Real Estate Prices and Unemployment
Real Estate Prices have always had a strong correlation with the US unemployment rate. Over time, when the United States is at full employment (5% or less unemployment), real estate prices have performed better relative to periods of higher unemployment rates. This correlation between real estate prices and US unemployment has everything to do with demand for housing.
June Unemployment Rate: 9.2%
The most recent June unemployment report showed an extremely small gain of 18,000 jobs added in the United States. This was way below expectations, and the US unemployment rate rose to 9.2%. After combing through the entire unemployment report, there is no better word to describe the June 2011 unemployment report other than “abyssmal”. If the US unemployment rate continues to disappoint, the recover in real estate prices will be prolonged even further.

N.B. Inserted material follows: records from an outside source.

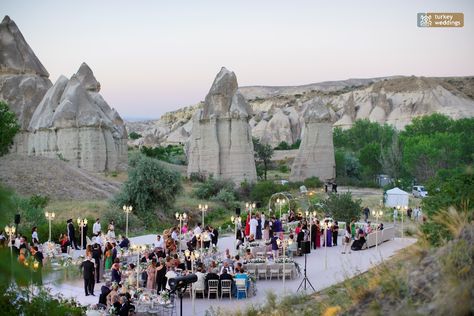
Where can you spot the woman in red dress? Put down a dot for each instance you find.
(318, 234)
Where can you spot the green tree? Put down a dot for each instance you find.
(134, 135)
(8, 128)
(150, 185)
(263, 154)
(342, 207)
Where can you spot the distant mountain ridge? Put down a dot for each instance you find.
(277, 110)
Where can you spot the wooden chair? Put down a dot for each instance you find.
(241, 286)
(275, 270)
(212, 288)
(226, 288)
(262, 270)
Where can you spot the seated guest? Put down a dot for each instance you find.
(251, 238)
(104, 291)
(113, 295)
(248, 255)
(124, 243)
(171, 274)
(116, 274)
(227, 268)
(359, 242)
(200, 283)
(211, 275)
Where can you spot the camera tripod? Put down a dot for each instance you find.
(305, 279)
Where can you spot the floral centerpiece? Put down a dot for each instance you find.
(284, 260)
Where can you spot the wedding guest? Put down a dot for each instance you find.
(34, 236)
(88, 274)
(97, 256)
(96, 228)
(115, 272)
(161, 276)
(335, 232)
(347, 239)
(151, 275)
(111, 231)
(113, 295)
(71, 234)
(124, 243)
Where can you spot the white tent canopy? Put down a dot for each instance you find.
(395, 197)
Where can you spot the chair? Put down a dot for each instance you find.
(287, 271)
(241, 285)
(262, 270)
(275, 270)
(226, 288)
(251, 269)
(212, 288)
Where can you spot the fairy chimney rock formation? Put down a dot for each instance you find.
(23, 79)
(315, 156)
(74, 122)
(221, 140)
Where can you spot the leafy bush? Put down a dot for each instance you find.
(313, 182)
(342, 207)
(134, 135)
(8, 128)
(262, 191)
(197, 177)
(211, 187)
(150, 184)
(227, 197)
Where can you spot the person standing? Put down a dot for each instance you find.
(366, 213)
(347, 239)
(88, 274)
(34, 236)
(96, 228)
(71, 234)
(335, 233)
(97, 255)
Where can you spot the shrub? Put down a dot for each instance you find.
(197, 177)
(227, 197)
(342, 207)
(134, 135)
(150, 184)
(262, 191)
(211, 187)
(313, 182)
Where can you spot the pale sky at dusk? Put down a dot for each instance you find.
(156, 56)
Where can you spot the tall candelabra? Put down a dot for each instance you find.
(82, 222)
(127, 209)
(49, 217)
(284, 243)
(180, 217)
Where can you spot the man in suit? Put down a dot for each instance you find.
(71, 234)
(97, 255)
(88, 273)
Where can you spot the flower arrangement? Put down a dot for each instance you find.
(284, 260)
(257, 260)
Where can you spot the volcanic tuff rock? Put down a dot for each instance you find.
(315, 156)
(69, 120)
(74, 121)
(221, 142)
(23, 79)
(392, 100)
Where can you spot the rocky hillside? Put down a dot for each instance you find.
(55, 178)
(278, 111)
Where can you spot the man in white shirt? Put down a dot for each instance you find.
(159, 243)
(198, 229)
(253, 226)
(96, 227)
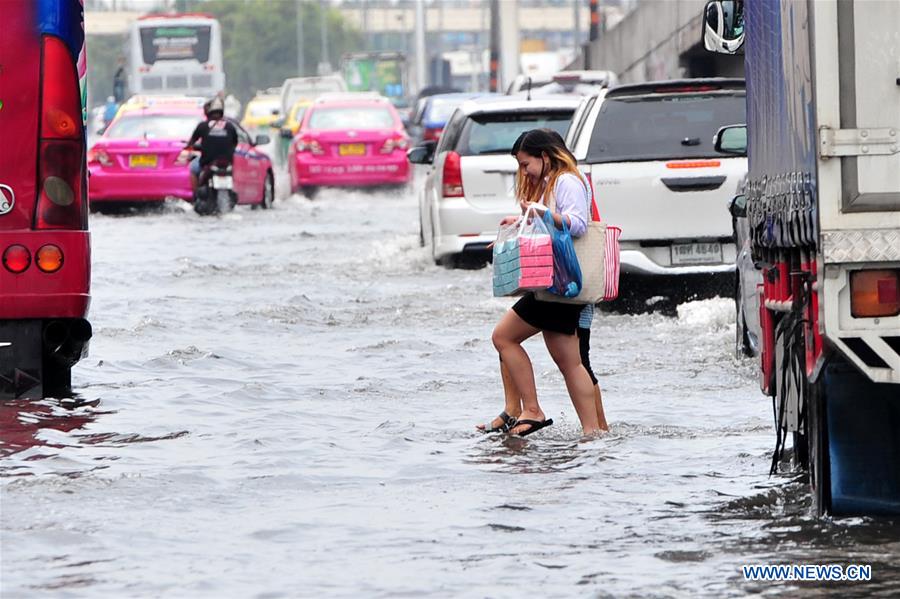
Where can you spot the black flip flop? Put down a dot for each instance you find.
(535, 425)
(508, 423)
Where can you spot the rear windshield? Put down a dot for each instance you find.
(662, 128)
(440, 109)
(355, 117)
(263, 108)
(153, 127)
(496, 133)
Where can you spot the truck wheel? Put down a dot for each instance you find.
(817, 448)
(57, 380)
(742, 346)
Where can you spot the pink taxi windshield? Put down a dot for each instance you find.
(153, 127)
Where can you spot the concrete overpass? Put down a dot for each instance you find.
(660, 39)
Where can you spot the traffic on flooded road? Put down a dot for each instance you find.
(344, 305)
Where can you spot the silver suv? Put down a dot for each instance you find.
(469, 185)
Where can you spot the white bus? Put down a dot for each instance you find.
(176, 54)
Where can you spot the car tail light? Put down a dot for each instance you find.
(452, 176)
(16, 259)
(309, 145)
(49, 258)
(695, 164)
(394, 143)
(184, 157)
(874, 293)
(61, 168)
(99, 156)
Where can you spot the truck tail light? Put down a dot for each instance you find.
(452, 177)
(60, 204)
(16, 259)
(874, 293)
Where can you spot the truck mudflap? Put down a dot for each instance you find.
(20, 359)
(863, 423)
(36, 356)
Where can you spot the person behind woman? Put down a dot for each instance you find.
(547, 173)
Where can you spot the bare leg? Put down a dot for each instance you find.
(508, 336)
(598, 403)
(513, 401)
(565, 352)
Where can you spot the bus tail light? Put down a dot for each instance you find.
(60, 204)
(60, 92)
(60, 182)
(49, 258)
(874, 293)
(16, 259)
(452, 177)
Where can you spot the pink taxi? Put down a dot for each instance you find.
(139, 158)
(349, 142)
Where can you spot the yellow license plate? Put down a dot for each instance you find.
(142, 161)
(352, 149)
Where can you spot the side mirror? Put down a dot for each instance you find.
(723, 26)
(738, 206)
(423, 154)
(731, 140)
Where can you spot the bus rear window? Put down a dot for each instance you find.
(662, 128)
(177, 42)
(497, 132)
(357, 117)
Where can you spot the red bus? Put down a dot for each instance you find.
(44, 240)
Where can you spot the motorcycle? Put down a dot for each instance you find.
(215, 192)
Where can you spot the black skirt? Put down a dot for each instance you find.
(548, 316)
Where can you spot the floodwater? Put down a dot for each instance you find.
(281, 404)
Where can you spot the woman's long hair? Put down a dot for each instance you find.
(538, 142)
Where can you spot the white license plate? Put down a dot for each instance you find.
(696, 253)
(220, 182)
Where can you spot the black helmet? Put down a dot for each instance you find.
(214, 105)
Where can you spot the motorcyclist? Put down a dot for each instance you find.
(217, 137)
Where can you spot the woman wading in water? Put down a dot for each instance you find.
(547, 173)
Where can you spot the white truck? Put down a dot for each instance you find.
(821, 210)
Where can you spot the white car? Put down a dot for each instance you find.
(469, 187)
(656, 174)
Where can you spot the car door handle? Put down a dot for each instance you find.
(693, 183)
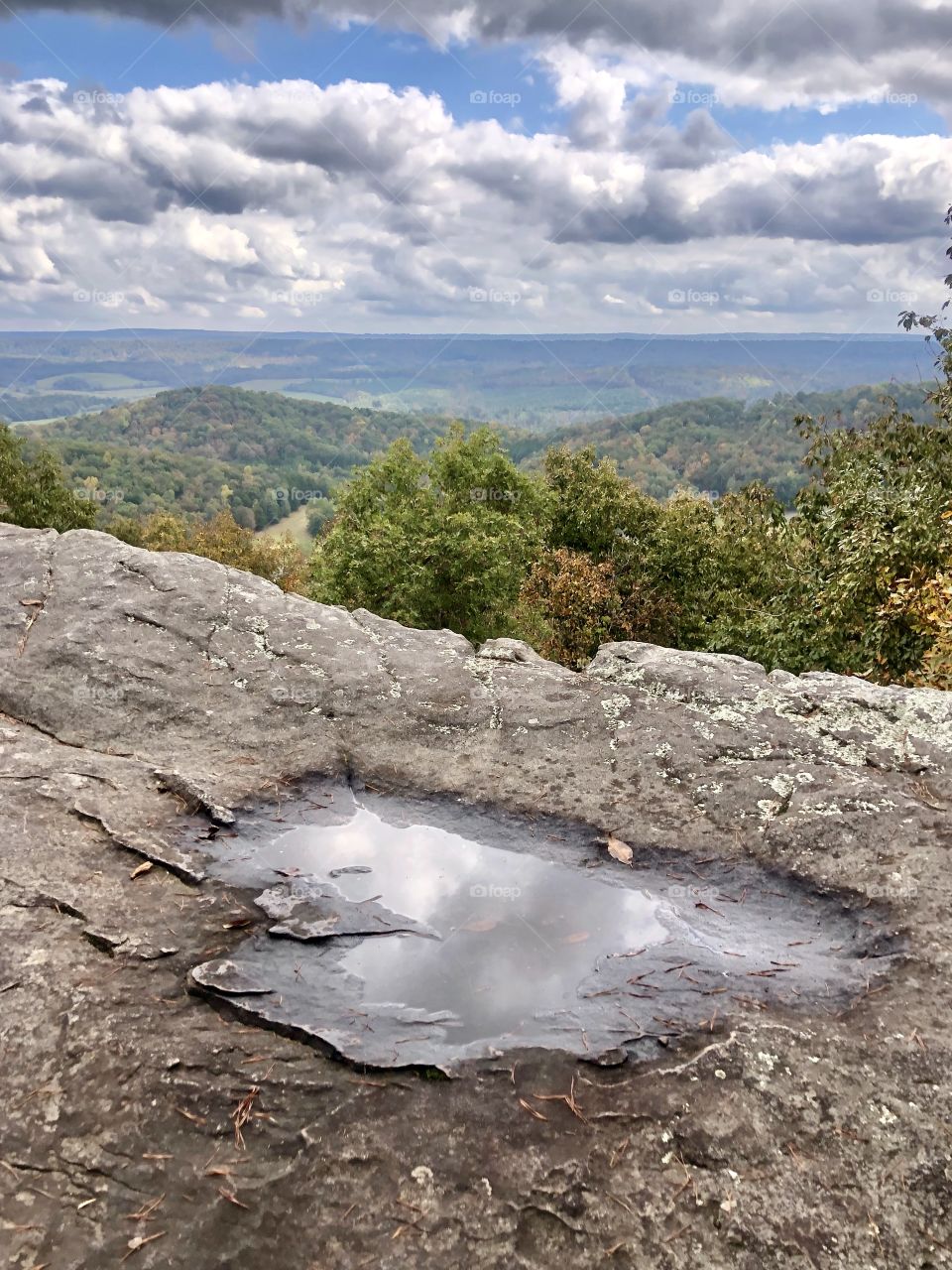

Why Unemployment Affects Real Estate Prices
The unemployment rate affects real estate prices mainly on the demand side of real estate economics. Most homebuyers must obtain a mortgage in order to fund the purchase of a house. In order to obtain a loan, lenders require that thes homebuyers meet specific income to debt ratios, maintain stable employment, etc. With such a large percentage of the US population unemployed, this eliminates many potential buyers from the real estate market. Also, when people are unemployed, the last thing that they tend to be worried about is purchasing a new home or making a large investment in real estate.
In economics, when supply exceeds demand, prices will decline. And vice-versa, when demand exceeds supply (think of the real estate boom), prices increase. Given the high US unemployment rate of 9.2% and the large amount of Shadow Inventory expected to flow through the pipeline, the future of US Real Estate Prices does not look bright.
Real Estate Prices and Unemployment: Conclusion
The first step on the road to recovery for US Real Estate Prices must be an improvement in the US job market. Without the creation of jobs, real estate demand will continue to be a problem. Although the US government has spent a considerable amount of money trying to help the job market improve, it has apparently been in vain.